Des Weiteren wird der Begriff des Geschäftsraums durch den Vertragszweck bestimmt. Es ist demnach nicht entscheidend, in welcher Art ein Raum nach dem Abschluss des Mietvertrags tatsächlich verwendet wird. Maßgeblich ist, welchem Zweck er nach der Parteienabsicht bei Vertragsabschluss dienen soll.

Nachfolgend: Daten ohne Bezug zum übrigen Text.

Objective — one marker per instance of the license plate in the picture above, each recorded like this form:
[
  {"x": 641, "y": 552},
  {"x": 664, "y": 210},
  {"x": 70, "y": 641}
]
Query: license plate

Im vorliegenden Fall geht zwar aus dem Text des Mietvertrags klar hervor, dass das auf der Bestandfläche zu errichtende Superädifikat „firmeneigenen Zwecken“ des Beklagten dienen sollte, der im Zeitpunkt des Vertragsabschlusses einen Blumenhandel und eine Friedhofsgärtnerei betrieb. Die Verwendung des „Folientunnels“ für geschäftliche Zwecke ändert aber nichts daran, dass es dem Objekt am Charakter eines „Raums“ iSd zitierten Rsp fehlt. Nach den Feststellungen sind keine Stirnwände vorhanden, die Seitenwände sind bis zu einer Höhe von ca 1,5 m offen. Lediglich nach oben ist der „Naturboden“ durch eine gewölbte Dachkonstruktion abgedeckt. Das Kriterium einer zumindest fünfflächigen Begrenzung ist unter diesen Voraussetzungen nicht erfüllt. Es liegt demnach keine „Geschäftsräumlichkeit“ iSd § 1 Abs 1 MRG vor. Eine analoge Anwendung des MRG kommt aus diesem Grund nicht in Betracht.